GW Also in 1985, you toured with Slayer and Exodus in the U.S. The New York City concert was filmed and released as a home video called The Ultimate Revenge, a now out of print VHS tape that was many fans’ introduction to these three seminal bands in a live setting. Why is the Venom performance on that video from a U.K. performance instead of the night The Ultimate Revenge was shot?

CRONOS We were sitting backstage at Studio 54 in New York City, and all of a sudden the video guys from Combat Records came back and said how they were planning to shoot the show. And we asked them to see a contract, and they were like “What contract?” “The contract where we get paid,” we said. They just hemmed and hawed and said they had the right to film the band, and no one seemed to have the balls to be able to stop them, so I took an axe off the wall that was next to a fire extinguisher and severed their cables right before we went on. So they couldn’t film us. It was amazing to me that these guys were all prepared to film us, to have Venom footage that no one else would have and would sell it for the next 20 or 30 years, and yet they weren’t in way going to make a deal with us. One of the things we found out early on was that, in this business, if you let somebody rip you off, then it’s a free for all. And you just didn’t do that to Venom.

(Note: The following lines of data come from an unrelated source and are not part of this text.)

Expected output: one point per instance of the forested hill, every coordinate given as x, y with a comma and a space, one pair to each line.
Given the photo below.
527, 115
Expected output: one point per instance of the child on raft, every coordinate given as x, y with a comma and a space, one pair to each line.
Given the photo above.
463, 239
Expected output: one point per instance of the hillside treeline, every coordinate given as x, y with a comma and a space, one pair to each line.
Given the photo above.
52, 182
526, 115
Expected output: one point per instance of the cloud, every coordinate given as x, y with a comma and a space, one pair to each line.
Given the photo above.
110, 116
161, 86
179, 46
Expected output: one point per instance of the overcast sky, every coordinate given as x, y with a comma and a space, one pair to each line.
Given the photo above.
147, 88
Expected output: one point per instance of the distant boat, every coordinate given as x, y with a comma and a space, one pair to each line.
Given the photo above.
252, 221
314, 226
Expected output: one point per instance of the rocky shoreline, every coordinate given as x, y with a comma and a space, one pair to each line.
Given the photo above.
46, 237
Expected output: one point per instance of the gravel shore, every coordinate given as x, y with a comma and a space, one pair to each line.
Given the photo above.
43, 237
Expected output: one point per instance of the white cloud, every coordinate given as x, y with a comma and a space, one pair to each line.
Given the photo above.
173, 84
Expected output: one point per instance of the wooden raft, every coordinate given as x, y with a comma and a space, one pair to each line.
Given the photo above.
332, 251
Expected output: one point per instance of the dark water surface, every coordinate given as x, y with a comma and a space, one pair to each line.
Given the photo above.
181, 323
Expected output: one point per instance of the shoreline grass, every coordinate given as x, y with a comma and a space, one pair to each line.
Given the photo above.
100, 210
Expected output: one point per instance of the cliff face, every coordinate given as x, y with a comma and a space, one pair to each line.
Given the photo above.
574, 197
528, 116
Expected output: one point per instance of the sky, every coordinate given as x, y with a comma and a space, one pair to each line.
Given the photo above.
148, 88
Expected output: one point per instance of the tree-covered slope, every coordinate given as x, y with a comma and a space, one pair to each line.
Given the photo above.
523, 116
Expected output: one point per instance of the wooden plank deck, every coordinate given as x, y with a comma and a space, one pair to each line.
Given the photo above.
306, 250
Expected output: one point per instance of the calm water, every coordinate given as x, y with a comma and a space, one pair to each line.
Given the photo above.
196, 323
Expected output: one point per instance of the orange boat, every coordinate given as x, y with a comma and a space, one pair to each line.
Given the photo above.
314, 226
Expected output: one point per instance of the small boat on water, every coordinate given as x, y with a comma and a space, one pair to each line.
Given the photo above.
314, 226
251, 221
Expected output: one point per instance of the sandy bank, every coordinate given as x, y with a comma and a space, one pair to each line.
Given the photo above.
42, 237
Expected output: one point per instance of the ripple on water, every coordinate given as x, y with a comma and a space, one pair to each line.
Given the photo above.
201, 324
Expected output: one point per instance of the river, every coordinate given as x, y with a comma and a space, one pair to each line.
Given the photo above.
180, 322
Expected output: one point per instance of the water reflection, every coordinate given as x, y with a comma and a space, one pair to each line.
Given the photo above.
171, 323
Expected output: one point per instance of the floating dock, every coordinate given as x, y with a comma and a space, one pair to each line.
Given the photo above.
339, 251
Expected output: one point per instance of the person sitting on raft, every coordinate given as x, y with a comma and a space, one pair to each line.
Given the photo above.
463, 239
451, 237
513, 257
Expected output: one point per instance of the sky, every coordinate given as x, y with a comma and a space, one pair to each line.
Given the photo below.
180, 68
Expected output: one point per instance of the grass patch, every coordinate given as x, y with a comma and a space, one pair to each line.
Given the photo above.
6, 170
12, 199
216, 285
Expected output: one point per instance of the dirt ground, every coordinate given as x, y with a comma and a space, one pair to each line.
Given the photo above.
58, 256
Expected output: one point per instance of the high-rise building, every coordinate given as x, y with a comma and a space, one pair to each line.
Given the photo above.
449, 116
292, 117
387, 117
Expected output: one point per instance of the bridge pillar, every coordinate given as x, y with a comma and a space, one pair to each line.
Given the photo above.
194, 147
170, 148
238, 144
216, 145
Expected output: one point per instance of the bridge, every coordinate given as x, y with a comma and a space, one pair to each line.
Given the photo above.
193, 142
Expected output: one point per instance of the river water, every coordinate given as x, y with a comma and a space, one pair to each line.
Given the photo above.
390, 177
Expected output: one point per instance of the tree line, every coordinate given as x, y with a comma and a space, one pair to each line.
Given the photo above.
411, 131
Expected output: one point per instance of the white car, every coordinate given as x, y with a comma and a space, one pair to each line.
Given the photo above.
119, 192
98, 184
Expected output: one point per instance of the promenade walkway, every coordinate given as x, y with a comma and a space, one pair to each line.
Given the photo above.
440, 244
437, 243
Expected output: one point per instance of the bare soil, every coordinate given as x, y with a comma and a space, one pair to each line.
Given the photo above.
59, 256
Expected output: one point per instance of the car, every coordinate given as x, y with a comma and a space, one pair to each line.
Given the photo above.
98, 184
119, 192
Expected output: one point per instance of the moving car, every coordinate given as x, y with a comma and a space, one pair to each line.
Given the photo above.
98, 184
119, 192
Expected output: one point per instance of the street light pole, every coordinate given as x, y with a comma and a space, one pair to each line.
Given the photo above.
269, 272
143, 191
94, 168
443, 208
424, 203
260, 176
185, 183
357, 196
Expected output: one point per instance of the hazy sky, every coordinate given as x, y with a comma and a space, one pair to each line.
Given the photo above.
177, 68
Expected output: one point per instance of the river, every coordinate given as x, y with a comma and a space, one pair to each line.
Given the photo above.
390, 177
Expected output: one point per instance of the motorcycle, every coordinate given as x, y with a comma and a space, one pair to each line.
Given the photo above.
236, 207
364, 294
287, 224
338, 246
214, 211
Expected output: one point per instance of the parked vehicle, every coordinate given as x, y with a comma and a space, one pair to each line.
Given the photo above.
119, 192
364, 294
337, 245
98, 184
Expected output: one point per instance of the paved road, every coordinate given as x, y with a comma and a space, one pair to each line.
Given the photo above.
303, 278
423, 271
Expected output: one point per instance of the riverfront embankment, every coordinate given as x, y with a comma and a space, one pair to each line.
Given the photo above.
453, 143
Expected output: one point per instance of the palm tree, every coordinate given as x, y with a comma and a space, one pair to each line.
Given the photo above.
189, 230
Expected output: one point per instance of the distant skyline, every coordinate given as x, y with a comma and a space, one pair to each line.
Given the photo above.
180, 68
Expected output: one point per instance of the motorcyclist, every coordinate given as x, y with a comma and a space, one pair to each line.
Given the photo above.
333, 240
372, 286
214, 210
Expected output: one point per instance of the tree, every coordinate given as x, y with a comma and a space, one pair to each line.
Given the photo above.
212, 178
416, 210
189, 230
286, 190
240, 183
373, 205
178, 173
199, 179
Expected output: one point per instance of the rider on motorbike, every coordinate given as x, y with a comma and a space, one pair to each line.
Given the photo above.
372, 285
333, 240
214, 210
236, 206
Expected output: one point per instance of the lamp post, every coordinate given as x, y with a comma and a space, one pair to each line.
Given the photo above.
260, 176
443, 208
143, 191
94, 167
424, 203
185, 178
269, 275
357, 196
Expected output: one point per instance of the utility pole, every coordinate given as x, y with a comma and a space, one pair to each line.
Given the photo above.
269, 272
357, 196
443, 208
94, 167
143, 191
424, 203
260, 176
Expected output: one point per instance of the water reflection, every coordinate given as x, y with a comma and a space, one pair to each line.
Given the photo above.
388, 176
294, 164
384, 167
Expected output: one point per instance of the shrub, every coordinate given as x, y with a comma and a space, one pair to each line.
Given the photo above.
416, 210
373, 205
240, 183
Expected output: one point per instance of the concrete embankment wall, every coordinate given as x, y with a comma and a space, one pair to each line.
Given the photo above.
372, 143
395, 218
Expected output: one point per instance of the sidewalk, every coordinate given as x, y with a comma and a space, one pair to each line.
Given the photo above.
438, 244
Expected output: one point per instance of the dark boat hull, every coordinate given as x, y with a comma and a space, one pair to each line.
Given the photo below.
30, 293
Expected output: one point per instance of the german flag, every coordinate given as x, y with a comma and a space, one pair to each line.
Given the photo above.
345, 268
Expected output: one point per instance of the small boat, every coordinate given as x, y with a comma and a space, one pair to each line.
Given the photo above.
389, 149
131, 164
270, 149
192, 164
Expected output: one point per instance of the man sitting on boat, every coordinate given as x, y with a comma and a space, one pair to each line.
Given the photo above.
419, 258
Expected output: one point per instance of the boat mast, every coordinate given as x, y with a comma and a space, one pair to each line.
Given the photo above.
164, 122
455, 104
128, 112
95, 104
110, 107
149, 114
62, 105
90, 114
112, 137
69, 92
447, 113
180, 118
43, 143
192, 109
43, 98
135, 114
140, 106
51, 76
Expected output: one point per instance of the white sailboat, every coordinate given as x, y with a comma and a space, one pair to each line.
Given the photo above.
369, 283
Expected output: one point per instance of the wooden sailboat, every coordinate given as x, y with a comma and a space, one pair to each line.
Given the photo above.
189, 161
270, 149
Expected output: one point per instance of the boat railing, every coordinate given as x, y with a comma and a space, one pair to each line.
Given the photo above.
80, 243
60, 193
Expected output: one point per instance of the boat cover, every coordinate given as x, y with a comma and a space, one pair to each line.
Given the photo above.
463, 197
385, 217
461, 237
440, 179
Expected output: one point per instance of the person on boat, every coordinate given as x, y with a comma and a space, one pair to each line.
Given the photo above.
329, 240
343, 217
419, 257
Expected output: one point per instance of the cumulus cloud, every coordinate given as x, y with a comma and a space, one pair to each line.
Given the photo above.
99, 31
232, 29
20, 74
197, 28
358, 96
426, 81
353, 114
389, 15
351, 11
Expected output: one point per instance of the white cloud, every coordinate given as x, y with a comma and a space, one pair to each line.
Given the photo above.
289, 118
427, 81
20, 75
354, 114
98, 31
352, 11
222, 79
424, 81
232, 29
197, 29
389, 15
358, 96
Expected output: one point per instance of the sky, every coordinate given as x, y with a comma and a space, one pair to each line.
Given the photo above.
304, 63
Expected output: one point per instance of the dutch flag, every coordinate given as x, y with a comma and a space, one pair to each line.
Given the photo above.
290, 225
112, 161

GW You’ve spoken out about the 1993 “Norwegian black metal” murder of Mayhem’s Aarseth by Burzum’s Count Grishnackh — an incident that saw Venom’s name back in the press being cited as an influence on these bands and the various murders, suicides, and church burnings that brought their scene worldwide attention.

CRONOS Look, civilized creatures on this planet who have all gone to school and learned about society should know the difference between burning churches and fantasy. We are entertainers first and foremost — if I wanted to be a murderer or a Satanist, I’d do that full time instead of playing songs for a living. And if the guy in Norway wants to blame Venom for what he did, that’s entirely up to him — but I think he should blame himself.

GW It must make you proud when you think about how black metal is still thriving today — still going strong from what you, Mantas and Abaddon created 25 years ago.

CRONOS It’s a massive scene now, and I really enjoy it. It’s always nice to hear that we came up with the phrase “black metal,” but I get a lot more pride from seeing just how much metal is out there now. I mean, a long time ago I had an idea for a band, and I thought that idea was only mine and the two guys I was with. But when I realized that there are so many millions of people around the world who also like that style of music, well, that’s just the most amazing thing in the world to me.